Nos regards sont attirés vers la gauche. A environ 300 m, il est là, nous toisant de toute sa puissance. Je prends les jumelles : " I can see my blue arrow !!" c'est bien notre Blue Wildebeest, il n'y a pas d'erreur. Danie a bondit, il se rapproche, tandis que ce superbe animal continue à regarder dans notre direction. Je me dis à moi-même : "vas-y Danie, accorde-lui le coup de grâce".
Damned !! il part au triple galop, Danie n'a pu ajuster un tir en raison du bush trop dense. Il était si près et si loin à la fois.
L'action qui va suivre peut paraître irréaliste, d'aucun se demanderont si je n'ai pas abusé de Bacardi.
Une course poursuite s'engage, une dépression dans le bush nous sépare de l'animal d'une distance que j'estime à 400m. Je ne le crois pas notre animal galope, nous le rattrapons, puis le dépassons : quelle puissance, quelle course.
Le véhicule stoppe : Danie, Stéphane et Mathews bondissent pour tenter de l'intercepter. Je peux suivre toute l'action aux jumelles
Je ne peux qu'avoir du respect pour cet animal.
Mathews est de retour, nous repartons pour rejoindre Danie, qui furieux contre ce dernier ( qui a du mal comprendre ses instructions) décide de prendre le volant, pousse le véhicule dans les tours et nous gratifie d'une conduite rallye improvisée. J'avoue que je ne comprends pas tout de suite la manœuvre : en fait, il essaie de le dépasser à nouveau et de venir à sa rencontre.
Le véhicule ralenti : nous scrutons le bush.
Mathews fait un signe : jumelles rivées aux yeux, nous pouvons voir un Blue Wildebeest sous un arbre, Stéphane me confirme que c'est le mien, moi je n'en suis pas sur : je lui fais confiance.
Je peux voir ce superbe animal respirant très fort, il nous a vus c'est certain, après cette course folle, a t'il décidé de renoncer et d'attendre ? Non je ne le crois pas.

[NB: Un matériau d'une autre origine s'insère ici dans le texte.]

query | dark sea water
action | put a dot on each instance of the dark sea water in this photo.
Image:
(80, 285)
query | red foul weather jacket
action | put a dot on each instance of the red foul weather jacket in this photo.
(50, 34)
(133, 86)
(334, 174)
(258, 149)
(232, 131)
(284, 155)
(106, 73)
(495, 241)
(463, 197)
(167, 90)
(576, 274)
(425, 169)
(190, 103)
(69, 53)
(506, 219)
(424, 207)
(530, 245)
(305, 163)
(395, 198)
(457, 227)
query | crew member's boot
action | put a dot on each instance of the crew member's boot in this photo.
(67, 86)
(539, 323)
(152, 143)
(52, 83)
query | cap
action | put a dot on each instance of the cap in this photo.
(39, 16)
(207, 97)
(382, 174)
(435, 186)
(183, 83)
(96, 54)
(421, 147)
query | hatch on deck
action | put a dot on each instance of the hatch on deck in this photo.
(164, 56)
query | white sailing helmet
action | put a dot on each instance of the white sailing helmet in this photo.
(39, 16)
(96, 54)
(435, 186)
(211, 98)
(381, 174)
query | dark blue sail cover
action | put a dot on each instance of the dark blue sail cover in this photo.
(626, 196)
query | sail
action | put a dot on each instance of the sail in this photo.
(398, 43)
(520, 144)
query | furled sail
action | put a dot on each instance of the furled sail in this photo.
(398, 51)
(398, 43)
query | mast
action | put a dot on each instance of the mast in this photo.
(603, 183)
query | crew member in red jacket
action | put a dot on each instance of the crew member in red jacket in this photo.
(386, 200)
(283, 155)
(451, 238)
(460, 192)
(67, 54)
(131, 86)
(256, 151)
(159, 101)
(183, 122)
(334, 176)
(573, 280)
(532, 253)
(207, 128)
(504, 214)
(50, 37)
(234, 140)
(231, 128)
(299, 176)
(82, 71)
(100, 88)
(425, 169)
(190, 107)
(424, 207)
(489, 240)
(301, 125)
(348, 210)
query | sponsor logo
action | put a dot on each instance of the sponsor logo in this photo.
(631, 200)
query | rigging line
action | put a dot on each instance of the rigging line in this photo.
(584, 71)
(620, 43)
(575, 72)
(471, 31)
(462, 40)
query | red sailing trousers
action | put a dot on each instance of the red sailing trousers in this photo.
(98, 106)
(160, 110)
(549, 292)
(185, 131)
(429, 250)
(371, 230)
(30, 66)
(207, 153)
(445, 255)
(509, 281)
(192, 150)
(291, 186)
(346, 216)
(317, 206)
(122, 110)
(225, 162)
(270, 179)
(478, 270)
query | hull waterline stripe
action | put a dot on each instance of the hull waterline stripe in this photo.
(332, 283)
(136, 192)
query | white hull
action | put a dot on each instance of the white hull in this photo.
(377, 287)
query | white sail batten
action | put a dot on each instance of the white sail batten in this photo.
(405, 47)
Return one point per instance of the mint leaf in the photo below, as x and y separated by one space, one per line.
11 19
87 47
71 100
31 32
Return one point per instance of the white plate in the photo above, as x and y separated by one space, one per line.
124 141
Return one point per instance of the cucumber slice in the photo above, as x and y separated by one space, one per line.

Je continue à l'observer, j'ai du respect pour lui.
Je n'ai même pas remarqué que Danie s'était approché : la 7X64 claque, le Blue Wildbeest s'écroule.
Je m'approche et je peux entendre le dernier souffle de ce superbe animal.
A coté de lui, je peux voir ma flèche a l'empennage bleu qui s'est brisée
Ce soir autour du feu je me remémore cette folle journée : conscient d'avoir décoché une mauvaise flèche, mais quelque part soulagé d'avoir mené cette action de chasse jusqu'à son terme.

J+10 : un Oryx viendra nous saluer au coucher du soleil, je ne tire pas.

J+11 : c'est le jour du départ : lever 4h00, Ansie et Stéphane nous accompagnent jusqu'à l'aéroport. Il est temps de se dire au revoir.
Je n'aime pas les au revoirs qui s'éternisent surtout quand je quitte des amis. Je sers la main de Stéphane, Ansie me prend dans ses bras. C'est une expérience Africaine que je ne suis pas prêt d'oublier.

Thierry

Post-Scriptum

Avec le recul, j'ai essayé d'analyser : jusqu'à présent tous les animaux que j'ai pu tirer étaient isolés.
Un tir dans un harde est loin d'être évident, je n'ai pas assimilé le fait que pendant que je visais l'animal, ce dernier s'était rapproché. J'aurai du changer de mire. Trop d'émotion qui a prit le dessus.
Si j'ai tenu à écrire ce récit c'est à la fois pour faire partager mon expérience et inviter le lecteur à tenter l'expérience Africaine, mais aussi pour dire que j'ai souvent lu ou entendu des récits de chasse ou tout se déroule sans aucun grain de sable dans l'engrenage.
Au fait Stéphane : on repart quand ??